Los Angeles is famous for its vibrant street vending culture, with sidewalk entrepreneurs hawking everything from used clothing to bacon-wrapped hot dogs.
But because the city code prohibits selling things on sidewalks, vendors face hefty fines, confiscated equipment and even incarceration.
Two members of the Los Angeles City Council would like to change that.
Councilman Jose Huizar, who represents the Eastside of Los Angeles, and Councilman Curren Price, whose district takes in much of South L.A., are expected to present a motion Wednesday calling for a study of how the city can legalize street vending. That would bring Los Angeles in line with other major cities, including New York and Chicago, that allow people to sell things on sidewalks.

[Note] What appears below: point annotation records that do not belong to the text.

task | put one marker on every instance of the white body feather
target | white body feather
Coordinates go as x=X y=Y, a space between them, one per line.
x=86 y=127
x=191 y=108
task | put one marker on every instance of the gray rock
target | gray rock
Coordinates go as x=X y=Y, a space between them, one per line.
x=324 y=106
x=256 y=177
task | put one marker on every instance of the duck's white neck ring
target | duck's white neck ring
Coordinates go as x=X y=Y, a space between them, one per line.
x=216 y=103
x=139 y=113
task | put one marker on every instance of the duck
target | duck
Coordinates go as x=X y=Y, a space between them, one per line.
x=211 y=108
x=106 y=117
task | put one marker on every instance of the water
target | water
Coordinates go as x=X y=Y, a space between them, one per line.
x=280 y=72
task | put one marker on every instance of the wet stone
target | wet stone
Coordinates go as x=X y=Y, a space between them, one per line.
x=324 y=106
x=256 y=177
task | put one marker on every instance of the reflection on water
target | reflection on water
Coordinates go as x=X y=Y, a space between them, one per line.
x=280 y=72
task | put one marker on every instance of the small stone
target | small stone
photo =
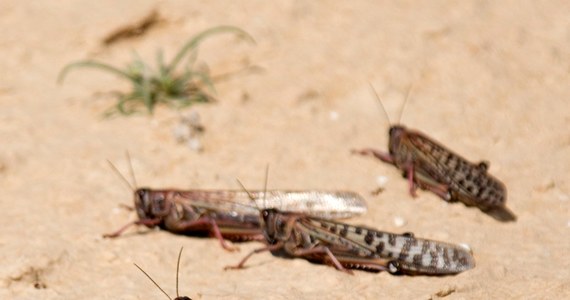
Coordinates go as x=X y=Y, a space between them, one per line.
x=381 y=181
x=333 y=115
x=399 y=221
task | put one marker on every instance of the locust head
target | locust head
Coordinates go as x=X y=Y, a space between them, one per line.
x=395 y=136
x=150 y=205
x=272 y=223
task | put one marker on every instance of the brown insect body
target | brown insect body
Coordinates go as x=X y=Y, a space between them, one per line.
x=227 y=214
x=431 y=166
x=355 y=247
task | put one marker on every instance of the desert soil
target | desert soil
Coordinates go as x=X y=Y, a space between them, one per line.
x=491 y=81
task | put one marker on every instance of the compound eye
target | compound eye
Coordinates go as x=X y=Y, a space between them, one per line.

A spokesman for Huizar said any legislation would involve regulation, such as requiring vendors to register with the city. In the case of food vendors, regular checks by L.A. County health inspectors would probably be required.
Storefront business owners have long complained that sidewalk vendors -- as well as food trucks -- are unfair competition because they don’t pay rent or taxes. Huizar spokesman Rick Coca said the councilman is interested in reducing the proliferation of street vendors in some neighborhoods.
“We need to hear from everybody,” said Coca. “We want to make sure that whatever we create is not hurting brick-and-mortar businesses.”
They council members are planning a Wednesday morning news conference outside City Hall with a coalition of organizations working to change street vending rules, including East L.A. Community Corp., the Coalition for Humane Immigrant Rights of Los Angeles and the L.A. Food Policy Council.